Andy Grove, Albert Yu and Pat Gelsinger.
Shortly before arrival on your flight to Palm Springs, California, one has the uneasy feeling that Intel has transported you into the desert. It's only when you've actually touched down that you realize what Palm Springs really is. The town, located on an oasis and originally Cahuilla Indian territory, is surrounded by 3,000 meter high mountains - some of which even have ski resorts. This was the last time that Palm Springs was the scene of the Intel developer Forum (IDF) which will move back to the Silicon Valley homelands (to be more precise: San Jose) in the future.
The event began with the keynote of ex-CEO Andy Grove who has obviously still not fully recovered from his long bout of illness. After a long speech concerning the re-orientation of the company in the direction of the Internet and networking (financial analysts love this patter because it's still in fashion), good old Andy reverted to the 'original' core business: processors. And then things speeded up dramatically. Together with Dr. Albert Yu, he presented not only a 1 GHz Pentium III, but Yu also went to demonstrate a Willamette processor apparently running at 1.5 GHz on a separate machine.
Let's take a look at the facts. The gigahertz Pentium III was compared with its 533 MHz predecessor using a benchmark. A secondary tool invoked a calculation-intensive process, namely the conversion of a video into MPEG-2 format. And then came the big 'aha!' effect: the gigahertz processor was about twice as fast as the 533 MHz processor. At least this presentation had one convincing argument in its favor: the comparison was made with the help of the well-established application Ligos LSX. In their chase for impressive headlines, Intel didn't take a backseat. In their first presentation of the Willamette processor (alias Pentium IV), Intel apparently preferred to flex its muscles rather than convince Tom's Hardware. The air-cooled Willamette chip, hidden from the eyes of the public in its sealed PC case was apparently clocked at 1.5 GHz. At least that's what the Intel Frequency ID utility displayed. Note that the utility is a proprietary product of Intel and not a frequency checker that we use and respect as such. Albert Yu, who admitted that the test object was 'first silicon', started a 3D graphics demo and whispers flew through the rows of reporters and analysts who were less familiar with the technical possibilities. At least Intel was successful in one respect: they out-maneuvered AMD again.
The Willamette (Pentium IV)
Named after a river in Oregon, Intel presents the Willamette, successor to the Pentium III. It fits in the new 423 socket. Source: Thanks to Daniel "Mr. Big Guy" Wolff of Chip Magazine who pushed CNN and ZDTV crews away and who shoot this picture before being lynched.
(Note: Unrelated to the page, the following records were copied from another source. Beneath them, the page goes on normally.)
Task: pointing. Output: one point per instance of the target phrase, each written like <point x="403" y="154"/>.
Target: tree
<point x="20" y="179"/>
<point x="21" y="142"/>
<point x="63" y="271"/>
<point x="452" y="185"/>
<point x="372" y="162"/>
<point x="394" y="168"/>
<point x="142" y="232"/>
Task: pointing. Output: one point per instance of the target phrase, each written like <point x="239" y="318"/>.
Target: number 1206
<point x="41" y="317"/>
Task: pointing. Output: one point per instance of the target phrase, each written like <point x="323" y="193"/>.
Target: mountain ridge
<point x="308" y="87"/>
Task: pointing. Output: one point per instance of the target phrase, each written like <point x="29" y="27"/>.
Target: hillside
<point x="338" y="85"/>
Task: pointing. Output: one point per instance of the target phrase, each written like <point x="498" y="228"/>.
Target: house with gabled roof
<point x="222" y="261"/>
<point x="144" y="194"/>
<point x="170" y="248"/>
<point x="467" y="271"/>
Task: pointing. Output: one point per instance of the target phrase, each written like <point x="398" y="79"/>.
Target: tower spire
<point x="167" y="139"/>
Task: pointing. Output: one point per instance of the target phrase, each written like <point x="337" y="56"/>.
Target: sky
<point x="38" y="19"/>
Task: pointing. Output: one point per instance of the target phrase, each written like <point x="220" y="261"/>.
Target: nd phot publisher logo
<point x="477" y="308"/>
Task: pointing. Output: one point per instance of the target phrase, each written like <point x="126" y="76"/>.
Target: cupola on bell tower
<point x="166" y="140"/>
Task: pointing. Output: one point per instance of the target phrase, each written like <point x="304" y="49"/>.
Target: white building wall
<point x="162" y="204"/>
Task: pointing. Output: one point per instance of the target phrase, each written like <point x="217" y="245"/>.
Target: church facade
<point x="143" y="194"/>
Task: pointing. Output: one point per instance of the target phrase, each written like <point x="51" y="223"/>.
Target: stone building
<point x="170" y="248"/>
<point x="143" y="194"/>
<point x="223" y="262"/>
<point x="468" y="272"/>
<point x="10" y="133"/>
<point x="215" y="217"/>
'Back to the sockets' is Intel's strategy to produce low-cost high-frequency processors such as the Willamette Pentium IV. Let's think back to Spring 1997. AMD's K6 and Intel's Pentium MMX processors used the same chipsets and sockets. With the appearance of the Pentium II Klamath, Intel deemed it necessary to move away from sockets and into Slot 1 technology. Since then, all the ensuing CPU's of both manufacturers have required their own chipsets and connectors. Intel's objective to escape from the common platform had been reached. Sunlin Chou, Vice President and General Manager of Intel's Technology and Manufacturing Group, sees the future of new desktop processors in sockets again. The Pentium III (Coppermine), Pentium IV (Willamette) and Timna are to be implemented as socketed FC-PGA versions.
Two important differences exist. The base material of the packaging of the silicon chip is no longer ceramic, instead it is an organic substrate. This improves the dielectrical and thermal properties. In addition, flip-chip technology will be used rather than wire bonding.